This question was buried in an earlier question, and I got no replies,
so I'll try reposting it with a more enticing subject.
I have a multithreaded openmpi code where each task has N+1 threads,
the N threads send nonblocking messages that are received by the 1
thread on the other tasks. When I run this code with 2 tasks, 5+1
threads on a single node with 12 cores, after about a million messages
has been exchanged, the tasks segfault after printing the following
read an unknown type of header
The debugger spits me out on line 674 of btl_sm_component.c, in the
default of a switch on fragment type.
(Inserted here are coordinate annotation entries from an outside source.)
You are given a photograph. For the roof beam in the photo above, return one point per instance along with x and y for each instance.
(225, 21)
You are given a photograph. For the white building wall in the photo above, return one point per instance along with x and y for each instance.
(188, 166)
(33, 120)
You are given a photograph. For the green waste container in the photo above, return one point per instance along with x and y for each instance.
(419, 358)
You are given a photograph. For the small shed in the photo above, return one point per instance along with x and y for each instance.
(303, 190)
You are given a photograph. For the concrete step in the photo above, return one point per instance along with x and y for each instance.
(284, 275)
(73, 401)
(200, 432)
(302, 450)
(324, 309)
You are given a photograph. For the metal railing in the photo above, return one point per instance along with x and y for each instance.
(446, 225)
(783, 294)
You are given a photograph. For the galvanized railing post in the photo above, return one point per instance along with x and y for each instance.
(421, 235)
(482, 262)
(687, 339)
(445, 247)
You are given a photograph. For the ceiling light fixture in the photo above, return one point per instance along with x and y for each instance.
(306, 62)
There's a comment there that
* This code path should presumably never be called.
* It's unclear if it should exist or, if so, how it should be written.
* If we want to return it to the sending process,
* we have to figure out who the sender is.
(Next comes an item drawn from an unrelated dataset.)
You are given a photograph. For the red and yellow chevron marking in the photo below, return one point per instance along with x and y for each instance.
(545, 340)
* It seems we need to subtract the mask bits.
* Then, hopefully this is an sm header that has an smp_rank field.
* Presumably that means the received header was relative.
* Or, maybe this code should just be removed.
It seems like whoever wrote that code didn't know quite what was going
on, and I guess the assumption was wrong because dereferencing that
result seems to be what's causing the segfault. Does anyone here know
what could cause this error? If I run the code with the tcp btl
instead of sm, it runs fine, albeit with a bit lower performance.
This is with OpenMPI 1.5.3 using MPI_THREAD_MULTIPLE on a Dell
PowerEdge C6100 running linux kernel 2.6.18-194.32.1.el5, using Intel
12.3.174. I've attached the ompi_info output.